Die Bürgerinnen und Bürger Potsdams haben gestern ihren Oberbürgermeister Mike Schubert abgewählt. 78,5 Prozent stimmten für seine Abberufung – eine überwältigende Mehrheit, die selbst politische Beobachter überraschte. Das Votum übertraf deutlich die erforderliche Mindestbeteiligung von 15 Prozent aller Wahlberechtigten.
Seit 2018 stand der SPD-Politiker an der Spitze der brandenburgischen Landeshauptstadt. Der Fall begann mit einer Korruptionsaffäre in der städtischen Arbeiterwohlfahrt, die auch Schuberts Ehefrau betraf. Obwohl gegen ihn selbst nicht ermittelt wurde, warfen ihm Kritiker mangelnde Transparenz vor. «Das Vertrauensverhältnis war nicht mehr zu kitten«, erklärt der Politikwissenschaftler Klaus Hoffmann von der Universität Potsdam.
Der SPD-Kreisverband hatte bis zuletzt hinter Schubert gestanden. «Wir bedauern das Ergebnis, respektieren aber den Willen der Potsdamer», erklärte die Kreisvorsitzende Ina Schmidt nach Bekanntgabe der Zahlen. Auffällig war die hohe Wahlbeteiligung von 50,3 Prozent – ein Zeichen für das große öffentliche Interesse an dieser Abstimmung.
Als ich gestern Abend durch die Potsdamer Innenstadt ging, spürte ich die Erleichterung vieler Menschen. «Jetzt können wir wieder nach vorne schauen», sagte mir eine Ladenbesitzerin in der Brandenburger Straße.
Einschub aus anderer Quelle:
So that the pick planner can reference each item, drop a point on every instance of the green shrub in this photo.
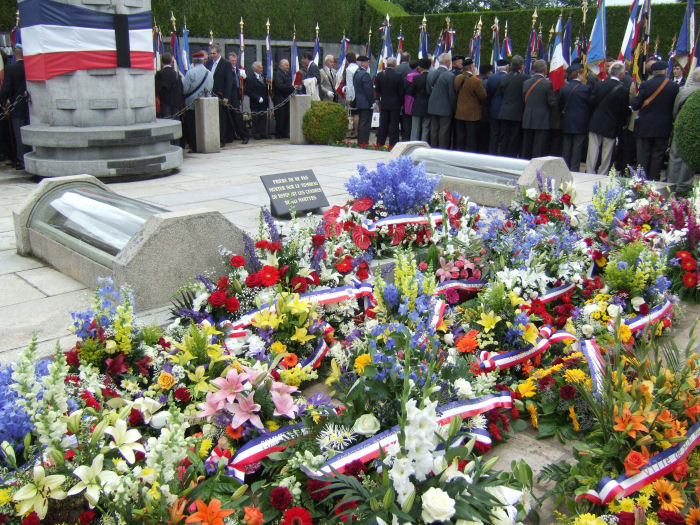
(325, 123)
(687, 131)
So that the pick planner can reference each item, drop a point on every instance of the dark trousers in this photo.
(572, 150)
(406, 125)
(364, 125)
(509, 137)
(440, 131)
(466, 135)
(534, 143)
(282, 121)
(494, 135)
(388, 125)
(650, 155)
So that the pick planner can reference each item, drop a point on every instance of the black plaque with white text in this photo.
(300, 188)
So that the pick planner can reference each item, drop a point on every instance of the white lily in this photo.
(36, 494)
(126, 441)
(93, 480)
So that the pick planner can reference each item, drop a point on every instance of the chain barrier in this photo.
(7, 112)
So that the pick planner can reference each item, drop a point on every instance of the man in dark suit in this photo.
(364, 99)
(511, 114)
(310, 69)
(256, 89)
(610, 113)
(389, 88)
(168, 88)
(238, 129)
(575, 109)
(539, 103)
(655, 120)
(420, 120)
(442, 100)
(223, 84)
(13, 87)
(282, 88)
(495, 99)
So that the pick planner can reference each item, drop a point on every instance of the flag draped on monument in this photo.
(60, 38)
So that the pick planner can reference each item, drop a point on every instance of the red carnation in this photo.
(296, 516)
(269, 275)
(218, 298)
(567, 392)
(280, 498)
(232, 304)
(253, 280)
(362, 204)
(315, 488)
(237, 261)
(182, 394)
(298, 284)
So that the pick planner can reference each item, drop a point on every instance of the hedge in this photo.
(687, 131)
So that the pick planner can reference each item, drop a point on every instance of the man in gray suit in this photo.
(441, 102)
(540, 103)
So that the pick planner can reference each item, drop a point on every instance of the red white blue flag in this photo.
(60, 38)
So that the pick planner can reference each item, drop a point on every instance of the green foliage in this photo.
(325, 123)
(686, 131)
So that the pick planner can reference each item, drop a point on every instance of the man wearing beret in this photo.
(470, 95)
(575, 108)
(655, 120)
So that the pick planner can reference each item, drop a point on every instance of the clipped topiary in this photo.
(325, 123)
(687, 131)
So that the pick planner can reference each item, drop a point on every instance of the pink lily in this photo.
(229, 386)
(244, 410)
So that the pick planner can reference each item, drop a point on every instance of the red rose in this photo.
(86, 517)
(362, 204)
(218, 298)
(232, 304)
(567, 392)
(253, 280)
(237, 261)
(182, 394)
(298, 284)
(280, 498)
(690, 279)
(269, 275)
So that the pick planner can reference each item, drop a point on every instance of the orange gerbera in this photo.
(669, 497)
(693, 517)
(208, 514)
(629, 423)
(468, 343)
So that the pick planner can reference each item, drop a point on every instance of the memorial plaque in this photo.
(300, 188)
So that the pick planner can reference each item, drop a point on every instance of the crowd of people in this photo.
(592, 123)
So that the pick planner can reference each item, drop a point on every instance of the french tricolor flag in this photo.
(61, 38)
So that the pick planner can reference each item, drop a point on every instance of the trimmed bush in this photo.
(325, 123)
(687, 131)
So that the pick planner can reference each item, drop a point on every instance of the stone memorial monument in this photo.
(89, 66)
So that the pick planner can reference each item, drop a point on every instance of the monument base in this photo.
(134, 151)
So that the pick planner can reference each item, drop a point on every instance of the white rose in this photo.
(437, 506)
(367, 425)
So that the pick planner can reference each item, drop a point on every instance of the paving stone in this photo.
(14, 289)
(50, 281)
(11, 262)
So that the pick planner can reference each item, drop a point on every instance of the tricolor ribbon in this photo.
(369, 449)
(658, 466)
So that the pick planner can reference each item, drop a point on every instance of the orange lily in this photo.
(209, 514)
(629, 423)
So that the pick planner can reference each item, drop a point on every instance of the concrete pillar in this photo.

Bis zur Neuwahl in etwa drei Monaten wird Bürgermeister Burkhard Exner die Amtsgeschäfte führen. Die Entscheidung in Potsdam könnte auch auf andere Kommunen ausstrahlen, wo das Vertrauen in die lokale Politik schwindet. Sie zeigt: Bürger nehmen ihr demokratisches Korrektiv ernst, wenn sie das Gefühl haben, nicht mehr gehört zu werden.